Aujourd’hui, pourtant, le scénario d’une ouverture totale est encore envisageable (comme dans le off) avec pas moins de 47 spectacles – dont 39 créations et 29 productions ou coproductions venues du monde entier –, 131500 places mises en vente et 56 artistes (et une parité tenue) en phase avec nos inquiétudes, nos aspirations et notre besoin de passer enfin à autre chose.
Le destin de deux familles ayant cherché à inventer une nouvelle communauté dans la taïga
“Se souvenir de l’avenir” : comme l’écrit Olivier Py dans l’édito du festival avec son goût pour les injonctions paradoxales, cette programmation est d’abord marquée par un genre, la dystopie, très en vogue sur les écrans, mais assez peu sur les planches. Caroline Guiela Nguyen imagine des centres pour consoler les humains après la disparition inexplicable d’une partie de la population mondiale (Fraternité, conte fantastique).

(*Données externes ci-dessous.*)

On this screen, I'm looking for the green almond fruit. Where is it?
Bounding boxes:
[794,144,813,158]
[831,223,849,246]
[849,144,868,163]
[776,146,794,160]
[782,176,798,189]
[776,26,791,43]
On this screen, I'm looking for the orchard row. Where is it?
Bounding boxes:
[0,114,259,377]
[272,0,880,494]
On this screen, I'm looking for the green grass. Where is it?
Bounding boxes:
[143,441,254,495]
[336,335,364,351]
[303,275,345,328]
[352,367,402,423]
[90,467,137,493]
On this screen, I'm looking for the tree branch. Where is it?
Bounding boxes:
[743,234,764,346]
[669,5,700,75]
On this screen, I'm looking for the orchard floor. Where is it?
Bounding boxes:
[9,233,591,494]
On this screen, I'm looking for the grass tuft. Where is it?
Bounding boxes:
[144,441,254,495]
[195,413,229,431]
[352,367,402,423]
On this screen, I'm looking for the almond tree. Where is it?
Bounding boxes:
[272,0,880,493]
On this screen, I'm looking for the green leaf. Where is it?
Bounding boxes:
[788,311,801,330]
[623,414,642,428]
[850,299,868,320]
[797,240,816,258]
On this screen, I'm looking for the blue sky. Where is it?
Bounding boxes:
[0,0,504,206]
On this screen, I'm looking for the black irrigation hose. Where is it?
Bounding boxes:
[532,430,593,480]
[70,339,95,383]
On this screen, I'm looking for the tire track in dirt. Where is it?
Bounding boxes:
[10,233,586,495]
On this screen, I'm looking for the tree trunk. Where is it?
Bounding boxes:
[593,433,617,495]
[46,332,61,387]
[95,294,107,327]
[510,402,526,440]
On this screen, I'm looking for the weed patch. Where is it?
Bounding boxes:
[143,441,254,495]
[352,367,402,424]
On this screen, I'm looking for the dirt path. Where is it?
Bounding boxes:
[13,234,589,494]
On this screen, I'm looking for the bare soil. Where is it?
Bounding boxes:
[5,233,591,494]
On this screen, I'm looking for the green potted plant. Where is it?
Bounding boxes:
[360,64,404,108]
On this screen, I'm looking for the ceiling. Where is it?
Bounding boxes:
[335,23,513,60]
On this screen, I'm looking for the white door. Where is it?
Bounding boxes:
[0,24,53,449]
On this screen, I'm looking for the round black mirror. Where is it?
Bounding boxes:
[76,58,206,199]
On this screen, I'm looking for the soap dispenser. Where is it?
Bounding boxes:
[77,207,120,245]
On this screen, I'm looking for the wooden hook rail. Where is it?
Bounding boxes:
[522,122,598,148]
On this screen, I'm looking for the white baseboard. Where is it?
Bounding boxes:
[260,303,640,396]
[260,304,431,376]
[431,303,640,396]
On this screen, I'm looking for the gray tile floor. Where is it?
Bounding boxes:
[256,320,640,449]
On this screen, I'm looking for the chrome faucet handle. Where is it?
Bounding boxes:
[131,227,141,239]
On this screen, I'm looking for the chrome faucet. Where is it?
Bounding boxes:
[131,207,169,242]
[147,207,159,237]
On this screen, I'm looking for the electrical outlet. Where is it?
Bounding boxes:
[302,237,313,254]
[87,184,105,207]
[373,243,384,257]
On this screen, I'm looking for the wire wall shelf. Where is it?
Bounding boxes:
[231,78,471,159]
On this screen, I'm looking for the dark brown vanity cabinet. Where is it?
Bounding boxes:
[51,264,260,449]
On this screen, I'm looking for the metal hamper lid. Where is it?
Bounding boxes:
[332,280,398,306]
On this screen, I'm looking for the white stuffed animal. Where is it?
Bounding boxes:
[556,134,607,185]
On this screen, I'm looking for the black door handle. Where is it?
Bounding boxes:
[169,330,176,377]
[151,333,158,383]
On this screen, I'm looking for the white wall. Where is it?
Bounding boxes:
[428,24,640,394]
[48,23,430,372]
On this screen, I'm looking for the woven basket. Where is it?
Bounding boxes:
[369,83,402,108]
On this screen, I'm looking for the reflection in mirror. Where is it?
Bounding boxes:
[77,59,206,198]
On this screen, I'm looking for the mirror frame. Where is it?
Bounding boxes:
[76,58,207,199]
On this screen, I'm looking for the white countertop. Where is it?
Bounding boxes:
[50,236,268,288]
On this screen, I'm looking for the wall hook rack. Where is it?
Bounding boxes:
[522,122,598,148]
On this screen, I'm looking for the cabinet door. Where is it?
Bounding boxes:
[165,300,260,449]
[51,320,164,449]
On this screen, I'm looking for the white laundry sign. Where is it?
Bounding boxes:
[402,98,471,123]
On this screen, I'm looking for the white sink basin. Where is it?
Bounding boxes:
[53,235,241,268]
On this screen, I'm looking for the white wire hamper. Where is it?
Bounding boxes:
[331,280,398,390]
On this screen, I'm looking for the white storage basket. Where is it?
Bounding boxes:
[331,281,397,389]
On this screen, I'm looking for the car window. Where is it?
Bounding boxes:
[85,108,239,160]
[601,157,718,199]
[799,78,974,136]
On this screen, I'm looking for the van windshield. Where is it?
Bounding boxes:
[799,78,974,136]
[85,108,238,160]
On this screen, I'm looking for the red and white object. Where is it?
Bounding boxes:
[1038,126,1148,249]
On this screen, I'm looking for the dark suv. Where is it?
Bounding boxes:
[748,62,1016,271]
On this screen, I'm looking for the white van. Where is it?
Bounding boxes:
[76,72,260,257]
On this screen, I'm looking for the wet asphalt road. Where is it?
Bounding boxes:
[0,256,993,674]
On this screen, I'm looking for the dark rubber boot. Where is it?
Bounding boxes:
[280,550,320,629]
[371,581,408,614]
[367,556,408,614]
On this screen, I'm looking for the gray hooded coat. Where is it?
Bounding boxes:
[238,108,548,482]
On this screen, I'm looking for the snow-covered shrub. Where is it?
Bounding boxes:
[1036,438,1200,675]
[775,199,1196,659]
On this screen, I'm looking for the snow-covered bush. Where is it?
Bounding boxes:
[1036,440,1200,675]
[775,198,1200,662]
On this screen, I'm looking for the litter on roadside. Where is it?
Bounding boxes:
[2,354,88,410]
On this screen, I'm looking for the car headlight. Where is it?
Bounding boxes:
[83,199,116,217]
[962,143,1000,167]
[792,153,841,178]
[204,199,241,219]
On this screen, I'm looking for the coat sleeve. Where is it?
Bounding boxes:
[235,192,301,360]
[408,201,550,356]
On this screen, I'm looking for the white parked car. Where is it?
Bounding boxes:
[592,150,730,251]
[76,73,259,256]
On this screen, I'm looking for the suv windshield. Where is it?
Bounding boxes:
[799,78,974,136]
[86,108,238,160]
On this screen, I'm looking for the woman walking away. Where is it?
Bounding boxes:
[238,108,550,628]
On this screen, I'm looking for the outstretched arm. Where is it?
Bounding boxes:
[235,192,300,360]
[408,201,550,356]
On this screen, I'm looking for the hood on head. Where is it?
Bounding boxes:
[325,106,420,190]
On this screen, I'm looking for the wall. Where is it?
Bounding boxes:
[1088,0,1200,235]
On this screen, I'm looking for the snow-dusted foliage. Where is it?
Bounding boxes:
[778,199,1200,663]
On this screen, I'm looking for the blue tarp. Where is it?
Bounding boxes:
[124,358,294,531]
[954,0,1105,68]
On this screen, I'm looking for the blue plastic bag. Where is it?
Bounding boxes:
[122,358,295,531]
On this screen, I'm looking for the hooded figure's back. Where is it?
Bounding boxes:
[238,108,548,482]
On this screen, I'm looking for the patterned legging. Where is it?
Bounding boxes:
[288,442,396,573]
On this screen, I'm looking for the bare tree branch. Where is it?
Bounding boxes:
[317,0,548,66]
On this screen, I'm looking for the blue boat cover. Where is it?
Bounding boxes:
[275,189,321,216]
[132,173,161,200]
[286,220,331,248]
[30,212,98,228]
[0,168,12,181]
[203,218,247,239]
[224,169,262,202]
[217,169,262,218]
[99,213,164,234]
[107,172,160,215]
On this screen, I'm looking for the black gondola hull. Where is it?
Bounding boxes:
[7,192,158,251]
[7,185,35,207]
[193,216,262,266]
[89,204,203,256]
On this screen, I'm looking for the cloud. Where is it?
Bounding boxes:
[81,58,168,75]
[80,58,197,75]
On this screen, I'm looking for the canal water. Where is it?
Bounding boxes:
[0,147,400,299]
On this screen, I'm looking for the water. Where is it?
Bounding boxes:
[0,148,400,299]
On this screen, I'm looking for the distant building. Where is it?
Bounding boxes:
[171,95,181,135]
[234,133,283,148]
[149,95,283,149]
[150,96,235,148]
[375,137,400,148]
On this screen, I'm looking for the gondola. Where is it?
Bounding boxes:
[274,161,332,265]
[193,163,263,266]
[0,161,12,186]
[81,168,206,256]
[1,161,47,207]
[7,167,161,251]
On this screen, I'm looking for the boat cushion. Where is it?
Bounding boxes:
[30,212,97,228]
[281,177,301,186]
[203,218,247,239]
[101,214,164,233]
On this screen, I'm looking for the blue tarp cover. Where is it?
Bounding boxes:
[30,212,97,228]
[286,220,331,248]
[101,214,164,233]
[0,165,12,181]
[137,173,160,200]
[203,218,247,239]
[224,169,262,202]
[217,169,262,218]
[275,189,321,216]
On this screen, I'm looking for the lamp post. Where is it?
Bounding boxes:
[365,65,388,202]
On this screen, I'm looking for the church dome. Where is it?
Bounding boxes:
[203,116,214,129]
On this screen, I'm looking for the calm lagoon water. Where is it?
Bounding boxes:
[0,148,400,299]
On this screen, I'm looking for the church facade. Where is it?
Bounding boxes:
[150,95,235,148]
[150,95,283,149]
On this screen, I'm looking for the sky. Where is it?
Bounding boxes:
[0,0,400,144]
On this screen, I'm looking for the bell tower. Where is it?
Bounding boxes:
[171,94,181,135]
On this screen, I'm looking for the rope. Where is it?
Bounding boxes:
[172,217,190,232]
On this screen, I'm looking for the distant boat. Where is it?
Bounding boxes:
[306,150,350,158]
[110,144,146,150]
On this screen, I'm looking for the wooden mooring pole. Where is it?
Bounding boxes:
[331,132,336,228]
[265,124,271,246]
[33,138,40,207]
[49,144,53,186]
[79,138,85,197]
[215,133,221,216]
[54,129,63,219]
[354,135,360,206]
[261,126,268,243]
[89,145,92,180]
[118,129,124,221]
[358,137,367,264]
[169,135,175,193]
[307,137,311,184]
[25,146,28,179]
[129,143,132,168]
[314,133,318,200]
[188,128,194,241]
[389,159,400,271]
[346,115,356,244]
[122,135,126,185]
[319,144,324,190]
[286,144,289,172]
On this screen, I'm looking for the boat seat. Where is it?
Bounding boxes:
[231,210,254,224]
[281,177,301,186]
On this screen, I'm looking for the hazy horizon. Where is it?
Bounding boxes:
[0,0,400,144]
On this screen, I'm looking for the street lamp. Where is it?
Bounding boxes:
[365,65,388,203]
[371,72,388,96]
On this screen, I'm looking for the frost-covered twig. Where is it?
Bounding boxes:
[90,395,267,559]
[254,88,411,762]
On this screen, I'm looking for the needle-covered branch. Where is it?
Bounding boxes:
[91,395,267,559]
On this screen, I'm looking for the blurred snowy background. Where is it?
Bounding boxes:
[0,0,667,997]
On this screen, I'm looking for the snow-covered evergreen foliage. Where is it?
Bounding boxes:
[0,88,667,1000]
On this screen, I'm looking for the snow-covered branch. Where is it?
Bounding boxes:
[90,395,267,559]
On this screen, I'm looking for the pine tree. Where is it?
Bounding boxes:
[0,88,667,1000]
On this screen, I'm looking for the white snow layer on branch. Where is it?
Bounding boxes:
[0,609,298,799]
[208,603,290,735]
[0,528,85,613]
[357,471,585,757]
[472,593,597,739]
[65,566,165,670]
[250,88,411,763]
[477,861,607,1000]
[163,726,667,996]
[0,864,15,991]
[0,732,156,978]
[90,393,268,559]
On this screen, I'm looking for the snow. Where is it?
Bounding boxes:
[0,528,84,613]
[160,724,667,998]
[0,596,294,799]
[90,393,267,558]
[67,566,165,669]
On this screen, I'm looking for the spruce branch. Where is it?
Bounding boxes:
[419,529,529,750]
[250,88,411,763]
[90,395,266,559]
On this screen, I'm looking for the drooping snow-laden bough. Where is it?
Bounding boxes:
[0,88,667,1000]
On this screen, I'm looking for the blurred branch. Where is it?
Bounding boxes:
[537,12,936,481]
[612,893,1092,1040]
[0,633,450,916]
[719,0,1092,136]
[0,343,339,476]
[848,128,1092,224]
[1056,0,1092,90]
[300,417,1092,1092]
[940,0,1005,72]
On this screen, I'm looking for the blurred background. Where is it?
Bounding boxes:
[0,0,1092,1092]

Interroger le passé afin d’envisager d’autres mondes possibles
Chloé Dabert donne à voir le quotidien d’une femme emprisonnée derrière une barrière translucide (Le Mur invisible). Anne-Cécile Vandalem raconte le destin de deux familles ayant cherché à inventer une nouvelle communauté dans la taïga (Kingdom). Sans oublier les créateur·trices Théo Mercier (Outremonde) – qui signe aussi l’affiche du festival –, Alice Laloy (Pinocchio(live)#2), Fabrice Murgia (La Dernière Nuit du monde) et Christiane Jatahy (Entre chien et loup), qui, chacun·e à sa manière, mettent en scène des expériences limites, des récits d’apocalypses, des histoires de deuil et l’avènement nécessaire de nouveaux paradigmes, entre révolution et résilience. Cette thématique sera d’ailleurs directement abordée par les philosophes Edgar Morin et Nicolas Truong dans le cadre d’un débat qui s’annonce passionnant.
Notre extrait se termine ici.